園田円香はもはや驚かなかった。後藤先生がここまでの地位に上り詰めたのは、人を見る目があるからに違いない。
彼女は頷いて答えた。「はい、退職手続きをしに行かなければなりません。」
彼女は情熱を持ってさくらテレビに入社し、ずっと夢見ていた場所で働き始めたが、何度も失望を味わうことになった。
上司も、同僚も、局の問題処理の仕方も、すべて彼女の価値観や理念とは合わなかった。
彼女にとって、キャスターは単なる仕事ではなく、志でもあった。ここに留まれば、この環境に同化されるか、また同じような問題が起きるかのどちらかだった。
それならば、いっそ去る方がいい。
後藤淑子は微笑んで言った。「私が若かった頃と同じ気性ね。経験も似ているわ。」
「後藤先生……あなたも……さくらテレビを辞めようとしたことが?」園田円香は驚きの色を見せた。
彼女は後藤先生のファンとして、その経歴を暗記していた。ずっとさくらテレビにいて、一度も辞めたことはなかったはずだ。
「何度もよ。」後藤淑子は訂正した。
「……な、なぜですか?」
後藤淑子は軽く笑って言った。「理念の違いよ。あの老人たちのやり方も気に入らなかった。」
彼女が言う老人たちとは、局の幹部たちのことだった。
問題が起きるたびに、彼らは駒を捨てて車を守ることしか考えず、いつも他人に責任を押し付け、自分たちは潔白を装う。局の利益に関係なければ、何でもやりかねない連中だった。

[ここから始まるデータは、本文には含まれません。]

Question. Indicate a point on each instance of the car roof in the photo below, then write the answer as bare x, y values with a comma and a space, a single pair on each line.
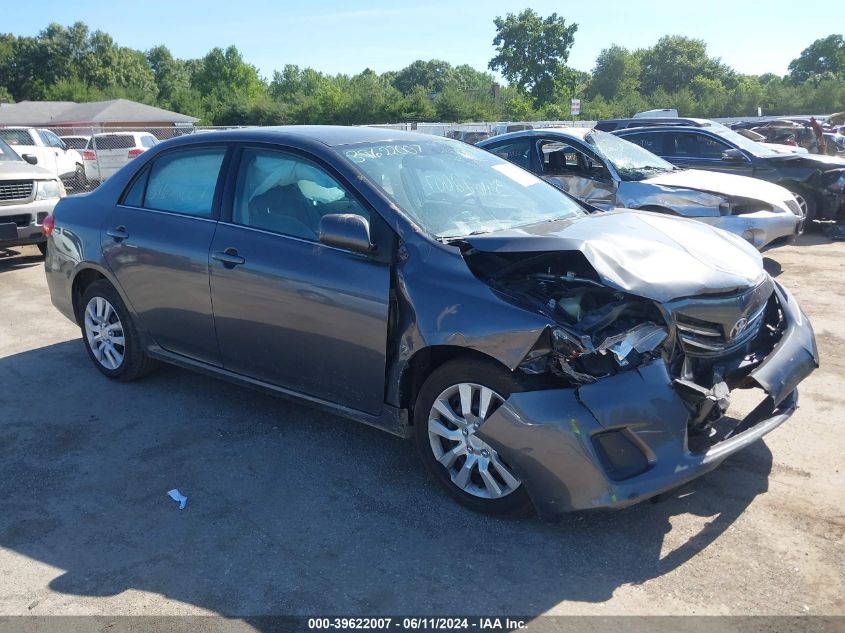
331, 135
663, 128
570, 132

彼女の率直な物言いに、園田円香も率直に尋ねた。「あ……では、なぜ……まだここにいるんですか?」
「局が私を手放したくなかったからよ。だから、私の条件を受け入れざるを得なかった。自分のチームを作らせてもらったの。」
後藤淑子は事務所の床から天井までの窓を通して外のオフィスを見つめながら言った。「ここのキャスターと記者たちは、私にだけ従う。私のチームはさくらテレビのキャスターチームとは完全に分かれていて、私の部下は私にだけ責任を負えばいい。もちろん、最大限の自由も与えるし、何か問題が起きても、キャスター本人が法律や道徳の底線を越えていない限り、私が最後まで守り抜く!」
「今、私のチームには5人いるわ。外にいる2人と、取材に出ている3人。任務があれば外に出られるし、9時から5時までの打刻も必要ない。」